Recovery Factor
Net profit divided by maximum drawdown, measuring risk-adjusted returns.
Full Definition
Recovery factor is a performance metric calculated by dividing total net profit by maximum drawdown, producing a simple measure of how much return was earned relative to the worst loss experienced. A recovery factor of 3 means the strategy earned three times its worst drawdown. Higher values indicate better risk-adjusted performance, and professional traders often look for a recovery factor above 2 as a minimum threshold for viable strategies.
The recovery factor complements other metrics like profit factor, Sharpe ratio, and Sortino ratio because it focuses specifically on the relationship between upside and drawdown risk. Two strategies with identical profit factors can have very different recovery factors if one accepts larger drawdowns to earn those profits. Conservative strategies with controlled drawdowns and steady compounding tend to produce higher recovery factors than aggressive strategies that swing wildly between equity peaks and troughs.

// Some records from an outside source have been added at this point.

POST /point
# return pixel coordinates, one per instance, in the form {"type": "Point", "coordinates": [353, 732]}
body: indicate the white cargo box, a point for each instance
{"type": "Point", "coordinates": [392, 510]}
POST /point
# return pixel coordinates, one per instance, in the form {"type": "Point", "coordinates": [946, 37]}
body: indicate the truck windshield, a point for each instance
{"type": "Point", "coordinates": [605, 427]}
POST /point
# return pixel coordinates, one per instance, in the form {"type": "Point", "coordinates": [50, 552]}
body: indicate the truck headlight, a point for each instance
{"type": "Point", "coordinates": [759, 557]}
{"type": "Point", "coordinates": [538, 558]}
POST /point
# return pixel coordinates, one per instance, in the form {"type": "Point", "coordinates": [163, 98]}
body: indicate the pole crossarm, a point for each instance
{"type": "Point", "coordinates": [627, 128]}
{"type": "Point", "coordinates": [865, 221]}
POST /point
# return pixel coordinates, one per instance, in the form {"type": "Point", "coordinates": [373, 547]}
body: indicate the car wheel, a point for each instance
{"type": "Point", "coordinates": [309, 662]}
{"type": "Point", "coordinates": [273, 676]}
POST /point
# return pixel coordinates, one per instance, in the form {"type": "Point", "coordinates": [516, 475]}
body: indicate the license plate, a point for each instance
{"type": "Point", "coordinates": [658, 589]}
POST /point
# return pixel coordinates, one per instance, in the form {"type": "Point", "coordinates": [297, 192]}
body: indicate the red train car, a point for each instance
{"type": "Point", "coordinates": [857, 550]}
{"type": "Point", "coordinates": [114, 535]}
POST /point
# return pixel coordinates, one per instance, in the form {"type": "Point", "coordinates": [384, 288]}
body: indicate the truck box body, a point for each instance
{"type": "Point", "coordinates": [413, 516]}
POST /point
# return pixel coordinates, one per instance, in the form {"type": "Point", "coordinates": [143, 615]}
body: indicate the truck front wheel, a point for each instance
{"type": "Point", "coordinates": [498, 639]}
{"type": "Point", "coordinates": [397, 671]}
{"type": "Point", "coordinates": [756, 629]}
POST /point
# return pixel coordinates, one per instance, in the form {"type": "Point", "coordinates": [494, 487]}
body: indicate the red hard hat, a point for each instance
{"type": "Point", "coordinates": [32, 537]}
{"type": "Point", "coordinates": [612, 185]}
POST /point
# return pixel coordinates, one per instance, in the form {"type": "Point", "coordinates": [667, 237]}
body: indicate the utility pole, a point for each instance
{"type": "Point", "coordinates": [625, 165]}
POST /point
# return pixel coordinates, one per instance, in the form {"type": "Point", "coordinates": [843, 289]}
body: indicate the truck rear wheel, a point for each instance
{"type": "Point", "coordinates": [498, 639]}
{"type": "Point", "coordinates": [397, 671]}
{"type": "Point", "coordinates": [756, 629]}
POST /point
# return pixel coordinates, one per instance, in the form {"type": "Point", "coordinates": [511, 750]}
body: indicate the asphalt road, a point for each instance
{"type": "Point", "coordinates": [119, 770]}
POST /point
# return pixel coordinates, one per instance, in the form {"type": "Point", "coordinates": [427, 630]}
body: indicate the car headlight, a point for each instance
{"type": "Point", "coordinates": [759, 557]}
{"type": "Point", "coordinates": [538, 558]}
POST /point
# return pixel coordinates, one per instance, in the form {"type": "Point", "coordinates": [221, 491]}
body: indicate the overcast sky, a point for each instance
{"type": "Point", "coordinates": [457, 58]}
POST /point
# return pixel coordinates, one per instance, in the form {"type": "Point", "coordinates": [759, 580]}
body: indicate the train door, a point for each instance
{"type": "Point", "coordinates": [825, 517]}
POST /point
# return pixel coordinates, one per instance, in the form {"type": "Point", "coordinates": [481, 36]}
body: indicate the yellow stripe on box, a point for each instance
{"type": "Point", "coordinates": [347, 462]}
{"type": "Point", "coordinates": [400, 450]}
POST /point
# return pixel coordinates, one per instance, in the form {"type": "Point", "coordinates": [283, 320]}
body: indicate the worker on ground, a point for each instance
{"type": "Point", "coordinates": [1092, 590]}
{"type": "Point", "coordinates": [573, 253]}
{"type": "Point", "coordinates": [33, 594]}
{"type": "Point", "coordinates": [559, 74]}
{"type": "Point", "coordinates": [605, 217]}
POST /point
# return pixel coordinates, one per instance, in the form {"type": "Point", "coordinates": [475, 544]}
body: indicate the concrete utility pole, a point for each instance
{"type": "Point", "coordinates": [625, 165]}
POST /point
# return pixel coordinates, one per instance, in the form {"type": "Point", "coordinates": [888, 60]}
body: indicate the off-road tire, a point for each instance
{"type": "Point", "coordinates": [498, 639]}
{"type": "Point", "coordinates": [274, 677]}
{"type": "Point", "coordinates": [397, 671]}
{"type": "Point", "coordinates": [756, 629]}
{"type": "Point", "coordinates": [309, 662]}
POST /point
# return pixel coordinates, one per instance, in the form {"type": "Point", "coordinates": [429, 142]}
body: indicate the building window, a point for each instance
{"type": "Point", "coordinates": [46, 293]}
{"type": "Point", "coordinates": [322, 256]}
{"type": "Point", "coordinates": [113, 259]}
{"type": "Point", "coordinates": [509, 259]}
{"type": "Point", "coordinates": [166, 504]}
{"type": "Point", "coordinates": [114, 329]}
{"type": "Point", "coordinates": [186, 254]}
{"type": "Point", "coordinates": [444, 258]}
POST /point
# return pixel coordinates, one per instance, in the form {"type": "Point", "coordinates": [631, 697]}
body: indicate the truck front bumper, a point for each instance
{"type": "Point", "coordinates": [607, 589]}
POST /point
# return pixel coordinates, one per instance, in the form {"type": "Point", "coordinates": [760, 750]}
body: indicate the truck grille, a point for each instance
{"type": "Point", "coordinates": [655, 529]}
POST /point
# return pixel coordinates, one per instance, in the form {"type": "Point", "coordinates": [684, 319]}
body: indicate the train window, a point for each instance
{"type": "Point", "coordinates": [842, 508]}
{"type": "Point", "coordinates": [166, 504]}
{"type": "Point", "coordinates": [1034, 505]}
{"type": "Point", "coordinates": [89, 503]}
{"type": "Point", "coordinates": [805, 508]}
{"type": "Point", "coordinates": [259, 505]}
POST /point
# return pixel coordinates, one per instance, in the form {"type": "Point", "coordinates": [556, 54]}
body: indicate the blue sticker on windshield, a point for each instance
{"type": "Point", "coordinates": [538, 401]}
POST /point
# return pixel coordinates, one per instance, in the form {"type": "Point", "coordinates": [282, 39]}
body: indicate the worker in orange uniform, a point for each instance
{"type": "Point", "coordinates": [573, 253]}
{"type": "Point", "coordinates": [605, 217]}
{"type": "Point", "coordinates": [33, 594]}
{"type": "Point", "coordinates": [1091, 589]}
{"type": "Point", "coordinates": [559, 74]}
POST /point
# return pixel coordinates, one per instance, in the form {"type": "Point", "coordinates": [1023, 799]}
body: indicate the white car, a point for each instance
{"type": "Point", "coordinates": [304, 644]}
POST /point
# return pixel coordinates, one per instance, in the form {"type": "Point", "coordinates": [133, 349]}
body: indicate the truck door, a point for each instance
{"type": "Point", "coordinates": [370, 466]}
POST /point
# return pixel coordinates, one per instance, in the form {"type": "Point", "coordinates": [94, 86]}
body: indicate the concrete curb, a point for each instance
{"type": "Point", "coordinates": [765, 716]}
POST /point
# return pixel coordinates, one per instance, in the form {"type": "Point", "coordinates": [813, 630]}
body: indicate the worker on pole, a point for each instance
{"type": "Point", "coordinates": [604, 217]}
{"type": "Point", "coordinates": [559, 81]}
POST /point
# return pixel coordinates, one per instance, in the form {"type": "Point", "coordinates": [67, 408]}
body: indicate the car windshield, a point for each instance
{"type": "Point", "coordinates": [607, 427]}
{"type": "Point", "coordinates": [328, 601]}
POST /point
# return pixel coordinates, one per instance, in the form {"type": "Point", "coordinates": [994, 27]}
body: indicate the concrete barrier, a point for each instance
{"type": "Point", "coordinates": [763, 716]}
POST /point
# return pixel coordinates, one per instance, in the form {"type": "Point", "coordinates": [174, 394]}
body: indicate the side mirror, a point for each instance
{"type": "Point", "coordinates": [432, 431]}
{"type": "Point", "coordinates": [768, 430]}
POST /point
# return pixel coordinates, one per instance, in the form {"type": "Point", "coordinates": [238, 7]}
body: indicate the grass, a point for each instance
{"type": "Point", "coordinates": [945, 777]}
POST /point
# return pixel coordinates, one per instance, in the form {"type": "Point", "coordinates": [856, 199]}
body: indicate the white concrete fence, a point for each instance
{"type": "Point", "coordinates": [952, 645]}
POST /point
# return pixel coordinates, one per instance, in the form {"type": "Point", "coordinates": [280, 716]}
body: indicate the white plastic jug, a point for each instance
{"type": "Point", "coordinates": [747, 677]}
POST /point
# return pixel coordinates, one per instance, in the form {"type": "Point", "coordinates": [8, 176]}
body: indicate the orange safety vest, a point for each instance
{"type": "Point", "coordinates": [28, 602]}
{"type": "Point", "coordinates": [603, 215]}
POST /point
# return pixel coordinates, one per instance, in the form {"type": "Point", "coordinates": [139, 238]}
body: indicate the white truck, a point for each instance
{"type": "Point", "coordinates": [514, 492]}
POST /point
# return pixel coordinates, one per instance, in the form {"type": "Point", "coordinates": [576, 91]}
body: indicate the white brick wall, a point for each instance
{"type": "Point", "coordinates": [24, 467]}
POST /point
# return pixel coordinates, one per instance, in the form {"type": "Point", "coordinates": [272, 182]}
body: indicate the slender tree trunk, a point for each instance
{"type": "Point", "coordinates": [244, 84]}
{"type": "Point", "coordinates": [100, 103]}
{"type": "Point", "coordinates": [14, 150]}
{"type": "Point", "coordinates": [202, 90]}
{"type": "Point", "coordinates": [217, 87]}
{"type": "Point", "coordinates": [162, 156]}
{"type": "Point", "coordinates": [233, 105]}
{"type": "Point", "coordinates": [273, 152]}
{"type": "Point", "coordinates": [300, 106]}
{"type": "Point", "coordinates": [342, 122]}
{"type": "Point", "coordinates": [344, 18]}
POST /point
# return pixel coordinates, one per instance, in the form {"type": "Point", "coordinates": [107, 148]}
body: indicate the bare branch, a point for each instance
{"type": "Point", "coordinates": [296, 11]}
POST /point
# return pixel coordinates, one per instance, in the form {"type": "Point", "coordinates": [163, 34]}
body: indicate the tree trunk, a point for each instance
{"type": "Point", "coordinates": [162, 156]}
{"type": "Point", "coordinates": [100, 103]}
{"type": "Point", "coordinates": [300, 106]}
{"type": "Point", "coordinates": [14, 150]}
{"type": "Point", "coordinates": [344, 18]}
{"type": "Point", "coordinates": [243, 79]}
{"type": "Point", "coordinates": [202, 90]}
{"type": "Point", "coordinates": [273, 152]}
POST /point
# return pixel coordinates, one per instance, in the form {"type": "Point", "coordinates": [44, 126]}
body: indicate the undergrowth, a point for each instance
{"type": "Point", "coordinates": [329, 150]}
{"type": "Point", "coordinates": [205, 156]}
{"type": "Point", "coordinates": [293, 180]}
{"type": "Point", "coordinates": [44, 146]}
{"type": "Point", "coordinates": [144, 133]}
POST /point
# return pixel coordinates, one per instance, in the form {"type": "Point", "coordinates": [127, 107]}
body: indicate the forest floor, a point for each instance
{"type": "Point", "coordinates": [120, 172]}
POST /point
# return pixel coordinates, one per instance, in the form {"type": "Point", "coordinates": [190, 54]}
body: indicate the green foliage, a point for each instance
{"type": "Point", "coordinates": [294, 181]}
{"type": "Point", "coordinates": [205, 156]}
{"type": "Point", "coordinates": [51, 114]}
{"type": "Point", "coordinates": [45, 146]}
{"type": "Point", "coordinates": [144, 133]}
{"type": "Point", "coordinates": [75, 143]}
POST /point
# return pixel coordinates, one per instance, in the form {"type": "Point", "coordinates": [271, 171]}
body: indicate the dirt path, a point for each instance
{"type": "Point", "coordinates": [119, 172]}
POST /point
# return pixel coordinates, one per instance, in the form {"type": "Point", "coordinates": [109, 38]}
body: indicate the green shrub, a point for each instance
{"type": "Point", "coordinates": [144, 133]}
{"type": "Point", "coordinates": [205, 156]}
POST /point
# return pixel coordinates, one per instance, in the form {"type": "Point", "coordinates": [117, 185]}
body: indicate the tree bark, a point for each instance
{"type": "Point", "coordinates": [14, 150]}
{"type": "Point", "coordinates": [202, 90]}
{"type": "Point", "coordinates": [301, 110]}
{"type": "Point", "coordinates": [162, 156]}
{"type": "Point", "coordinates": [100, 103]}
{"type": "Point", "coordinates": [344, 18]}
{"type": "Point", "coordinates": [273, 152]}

For example, if a strategy produced $50,000 in net profit over 3 years with a maximum drawdown of $10,000, the recovery factor is 5.0. That means the strategy earned five times its worst loss, which is a strong result. If another strategy earned the same $50,000 but had a maximum drawdown of $25,000, the recovery factor drops to 2.0, which is acceptable but meaningfully weaker for comparable returns. The ratio tells you how efficiently the strategy generated returns relative to the pain of the biggest loss.
In copy trading, recovery factor helps evaluate whether a strategy's returns justify its drawdown. SteadyFlowFX publishes full drawdown and return data on Myfxbook so subscribers can calculate this metric themselves. A strong recovery factor across a multi-year verified track record indicates the strategy's edge is consistent, not just the result of a brief favorable period.